The Hound dragged its figure-eight right across the entry. Adds tried to correct, then corrected the correction, and now every body was a little late to its own legs.

Soldiers dipped in only on the odd beats. Knives kissed knee joints, fast and small. There was no second swing. There was no performance.

"Only on the odd," Thalatha reminded, voice level. "No music here."

Slimeweave slid to two vents and capped them, wide palm first, then a careful press with the belly. Scurabons sliced the knees of two stragglers like you cut rope, then hopped out before anyone could teach them a rhythm they would regret.

Thalatha raised her palm, then closed it. "Half-beat retreat," she said. "Press."

They yielded a breath, regrouped on a crooked count, and stepped back in. The adds piled into a heap of their own momentum and became quiet parts, not threats.

Rodion: Add density reduced by eighty percent. Remaining trickle at 0.2 adds per second.
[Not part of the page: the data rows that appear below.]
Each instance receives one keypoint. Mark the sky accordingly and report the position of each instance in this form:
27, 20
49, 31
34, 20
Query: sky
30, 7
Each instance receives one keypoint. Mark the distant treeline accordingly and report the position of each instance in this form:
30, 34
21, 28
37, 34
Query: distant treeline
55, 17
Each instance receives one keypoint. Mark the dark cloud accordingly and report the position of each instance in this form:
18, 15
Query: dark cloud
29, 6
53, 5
Maintain non-repeating spacing.

Boss HP: 78% | Adds: neutralized

Mikhailis scanned the floor for the place that always existed in machines like this—somewhere you could touch once and rewrite a small part of the day. Rodion found it first and pinged the plate.

Alert: Yawn point identified at seam—one pebble resets micro-twitch. Do not double tap within five breaths.
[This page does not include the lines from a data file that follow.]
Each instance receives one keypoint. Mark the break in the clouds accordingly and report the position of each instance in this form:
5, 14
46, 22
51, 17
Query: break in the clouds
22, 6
Thalatha didn’t bother to look for a pebble. She already had one. Smooth, cool, the kind that liked to land where it should. A quick flick, wrist soft, like tossing a coin to a good dog.

The pebble tapped the tiny circle. Not loud. Not timid. Just correct.

The plate gave a small sigh. Mikhailis felt it in his ankles more than in his ears. The Gravity Pulse charge that had been building wobbled off its clean line and lost its confidence.

"Hold cone stance," Thalatha said.

The word "hold" landed in every body the same way. The Sentinel shifted half a step and dug in. Its feet found the shallow grip marks the workers had pressed earlier. Elbows tucked. Coffin-door angled to drink anything rude.

The Hound kept scribbling nonsense on the plate with its chain and muzzle. The path looked like a child’s bad drawing of a river. It was ugly. It was perfect.

Mikhailis watched the Hound go and felt his own shoulders loosen. Good dog. Keep the room confused. Keep me honest.

The air around the plate changed. Not a big change. A small, important one. The pressure underfoot lost that smooth push the floor had been building. The little wobble that Rodion had called "yawn" pushed through their boots like a quiet reminder.

Plate micro-twitch has reset. Gravity Pulse charge misaligned by 11%. Maintain stance.